Мэдди мысленно представила силуэт. Не какой-то определенный силуэт, а меняющий форму в пустоте. «Истинные» художники издеваются над такими, как Боб Росс, за их подход к живописи – с наименьшим сопротивлением, «чтобы всем угодить», – но Боб ведь просто следовал туда, куда вело его искусство, и именно этим занималась сейчас она, в своих мыслях. Просто позволила силуэту превратиться в то, чем он должен был стать. Счастливое маленькое облачко, счастливое маленькое дерево, счастливая маленькая…
Счастливая маленькая дверная ручка.
Это еще что такое, твою мать? Дверная ручка?
Совершенно верно. Во мраке ее сознания – глаза открыты или нет? – дверная ручка. Золотая. Затем серебряная, затем деревянная. Материал ручки менялся, как и ее форма, от простой ручки офисной двери к примитивному образу, похожему на камень, потом к изысканной черной оловянной пластине с хрустальным шаром. Дверная ручка, порожденная ее волей. Мэдди знала, что эта ручка соединена с дверью, с порталом, понимала, что ее уверенность насчет этого чертовски странна, но также это было чертовски интересно, поэтому Мэдди потянулась к ней – и тут она не могла сказать, протянула ли настоящую руку или все-таки мысленную, – чтобы схватить ее, плавно повернуть…
Она ощутила щелчок отворившейся двери. Но дверь открылась не только перед ней – она открылась повсюду вокруг. Открылась под ней. И Мэдди почувствовала, что падает, погружается в черные бездонные глубины, затем летит в пустоте. Она закричала и…
* * *
– О нет, нет, пожалуйста, только не говорите, что вас там вырвало!
Мэдди лежала наполовину в резервуаре, наполовину вне его. Нижняя ее половина оставалась в рассоле. Она держала руки перед собой, приподнимаясь на них, а с волос и подбородка капала вода. Вдруг до нее дошло: «Я голая, словно новорожденный ребенок». Однако Мэдди была не из стеснительных, поэтому она осталась как была, нагишом.
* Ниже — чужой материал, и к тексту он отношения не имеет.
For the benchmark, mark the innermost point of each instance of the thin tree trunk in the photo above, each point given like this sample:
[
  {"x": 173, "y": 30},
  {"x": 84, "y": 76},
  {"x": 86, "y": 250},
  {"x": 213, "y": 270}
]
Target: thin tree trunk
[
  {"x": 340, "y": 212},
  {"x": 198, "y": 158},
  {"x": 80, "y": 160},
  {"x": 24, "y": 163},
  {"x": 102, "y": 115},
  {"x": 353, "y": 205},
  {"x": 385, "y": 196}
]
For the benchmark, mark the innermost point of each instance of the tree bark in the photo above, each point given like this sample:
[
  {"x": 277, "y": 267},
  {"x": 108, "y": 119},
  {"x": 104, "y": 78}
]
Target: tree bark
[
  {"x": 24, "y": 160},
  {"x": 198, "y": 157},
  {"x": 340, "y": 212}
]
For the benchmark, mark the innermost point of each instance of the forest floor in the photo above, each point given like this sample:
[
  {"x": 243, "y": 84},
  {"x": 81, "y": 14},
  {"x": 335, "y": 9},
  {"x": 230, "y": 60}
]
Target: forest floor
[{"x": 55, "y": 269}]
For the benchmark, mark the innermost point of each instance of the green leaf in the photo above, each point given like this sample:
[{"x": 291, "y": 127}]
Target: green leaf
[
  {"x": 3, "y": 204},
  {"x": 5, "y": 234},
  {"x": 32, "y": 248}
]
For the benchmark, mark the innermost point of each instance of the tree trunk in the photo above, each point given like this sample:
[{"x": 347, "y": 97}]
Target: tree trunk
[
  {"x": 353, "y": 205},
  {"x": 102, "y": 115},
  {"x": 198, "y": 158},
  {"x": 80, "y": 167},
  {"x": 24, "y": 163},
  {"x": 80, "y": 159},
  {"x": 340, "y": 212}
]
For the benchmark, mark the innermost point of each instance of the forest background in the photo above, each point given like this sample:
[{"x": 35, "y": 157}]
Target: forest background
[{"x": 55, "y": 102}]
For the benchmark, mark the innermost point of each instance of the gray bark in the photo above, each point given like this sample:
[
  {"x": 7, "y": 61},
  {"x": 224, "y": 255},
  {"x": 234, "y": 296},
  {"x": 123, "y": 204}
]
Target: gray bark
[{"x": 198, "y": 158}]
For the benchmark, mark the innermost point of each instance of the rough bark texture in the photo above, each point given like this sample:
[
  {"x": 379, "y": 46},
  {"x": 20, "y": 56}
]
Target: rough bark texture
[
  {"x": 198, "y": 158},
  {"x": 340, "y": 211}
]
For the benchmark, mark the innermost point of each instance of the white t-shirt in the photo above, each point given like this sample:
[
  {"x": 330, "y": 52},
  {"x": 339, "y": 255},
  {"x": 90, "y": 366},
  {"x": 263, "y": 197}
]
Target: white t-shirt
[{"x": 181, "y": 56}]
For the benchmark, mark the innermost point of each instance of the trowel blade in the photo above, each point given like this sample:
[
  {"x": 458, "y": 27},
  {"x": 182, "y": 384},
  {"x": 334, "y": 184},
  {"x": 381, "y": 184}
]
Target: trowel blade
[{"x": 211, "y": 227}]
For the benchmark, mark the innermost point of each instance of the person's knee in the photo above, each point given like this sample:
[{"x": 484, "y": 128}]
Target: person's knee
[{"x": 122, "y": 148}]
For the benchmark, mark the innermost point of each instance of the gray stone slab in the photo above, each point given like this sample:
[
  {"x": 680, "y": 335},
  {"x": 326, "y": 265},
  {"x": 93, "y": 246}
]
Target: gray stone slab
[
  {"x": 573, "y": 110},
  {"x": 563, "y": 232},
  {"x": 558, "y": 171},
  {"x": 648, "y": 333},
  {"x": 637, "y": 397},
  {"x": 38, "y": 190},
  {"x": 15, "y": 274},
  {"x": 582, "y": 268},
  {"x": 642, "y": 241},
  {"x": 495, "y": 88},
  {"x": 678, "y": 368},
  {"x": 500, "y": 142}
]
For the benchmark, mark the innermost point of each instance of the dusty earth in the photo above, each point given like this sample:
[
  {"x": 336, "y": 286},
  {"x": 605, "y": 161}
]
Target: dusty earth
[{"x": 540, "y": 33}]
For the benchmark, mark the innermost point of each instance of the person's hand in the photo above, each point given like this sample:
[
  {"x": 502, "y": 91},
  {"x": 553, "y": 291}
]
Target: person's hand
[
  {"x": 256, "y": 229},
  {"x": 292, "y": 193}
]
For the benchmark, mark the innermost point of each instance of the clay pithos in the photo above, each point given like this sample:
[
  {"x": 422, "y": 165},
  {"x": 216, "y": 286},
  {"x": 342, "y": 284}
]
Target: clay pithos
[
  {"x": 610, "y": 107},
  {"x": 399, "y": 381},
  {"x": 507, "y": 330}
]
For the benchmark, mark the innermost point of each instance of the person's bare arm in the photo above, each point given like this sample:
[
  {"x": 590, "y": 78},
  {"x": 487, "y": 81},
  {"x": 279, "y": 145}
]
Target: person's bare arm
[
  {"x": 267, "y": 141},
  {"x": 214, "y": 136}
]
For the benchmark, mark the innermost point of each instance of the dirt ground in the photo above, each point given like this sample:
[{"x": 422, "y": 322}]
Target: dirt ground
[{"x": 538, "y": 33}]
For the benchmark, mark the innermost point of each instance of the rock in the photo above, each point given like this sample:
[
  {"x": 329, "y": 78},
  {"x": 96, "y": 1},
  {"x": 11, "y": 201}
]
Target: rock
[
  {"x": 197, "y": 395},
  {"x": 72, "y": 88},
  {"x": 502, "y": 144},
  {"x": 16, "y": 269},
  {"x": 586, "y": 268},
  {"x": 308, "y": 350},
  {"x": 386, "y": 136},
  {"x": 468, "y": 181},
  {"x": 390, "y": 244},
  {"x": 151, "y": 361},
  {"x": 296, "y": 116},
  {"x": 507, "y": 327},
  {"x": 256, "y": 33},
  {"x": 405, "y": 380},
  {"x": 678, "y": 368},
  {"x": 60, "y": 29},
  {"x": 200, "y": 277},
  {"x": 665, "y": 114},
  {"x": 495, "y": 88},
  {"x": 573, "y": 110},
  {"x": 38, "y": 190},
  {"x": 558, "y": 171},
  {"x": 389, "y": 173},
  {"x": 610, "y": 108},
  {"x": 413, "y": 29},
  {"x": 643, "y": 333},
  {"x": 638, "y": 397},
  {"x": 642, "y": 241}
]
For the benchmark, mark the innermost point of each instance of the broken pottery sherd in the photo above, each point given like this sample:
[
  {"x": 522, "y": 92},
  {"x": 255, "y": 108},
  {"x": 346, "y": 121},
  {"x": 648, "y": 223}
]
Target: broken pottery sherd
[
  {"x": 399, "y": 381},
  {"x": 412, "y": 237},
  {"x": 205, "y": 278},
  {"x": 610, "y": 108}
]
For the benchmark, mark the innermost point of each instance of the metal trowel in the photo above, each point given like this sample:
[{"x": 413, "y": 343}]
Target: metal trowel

Девушка, Тей, которая могла быть Тейлор, вскинула руки словно домохозяйка из комиксов, увидевшая у себя на кухне мышь.
– Я не… – Мэдди едва не захлебнулась. Она откашлялась. – Я там не блевала. – По крайней мере ей казалось, что она этого не делала. – Что случилось?
– Вы начали кричать.
– Кричать? – «Я действительно кричала».
– Да, кричать. Вы кричали разные слова.
– Что? Какие слова?
– Ну… вы повторяли: «Я помню, я помню». Громко. Очень громко.
– «Я помню»?
– Ага.
– «Я помню».
– Ага. Да, именно так.
И тут Мэдди да, вспомнила.
Эдмунд Уокер Риз. Стоящий в дверях. Услышавший за спиной какой-то шум. Оглянувшийся, чтобы узнать, в чем дело, и…
Она что-то вспомнила. Возможно, не все. Но что-то.
Нейт высунул голову на лестницу, ведущую в спальню Оливера на чердаке. Мальчишка обжился – шкафы с книгами, на стенах киноафиши, письменный стол, беспорядок на котором выглядел художественным и тщательно проработанным, в отличие от бардака, воцарившегося на столе у Нейта в конторе, – и сейчас он стыдился, что еще совсем недавно не хотел выделять сыну собственное помещение. В углу стоял кофр с гитарой, похожий на гробницу, чей иссохший обитатель был уже давным-давно наглухо отрезан от мира живых.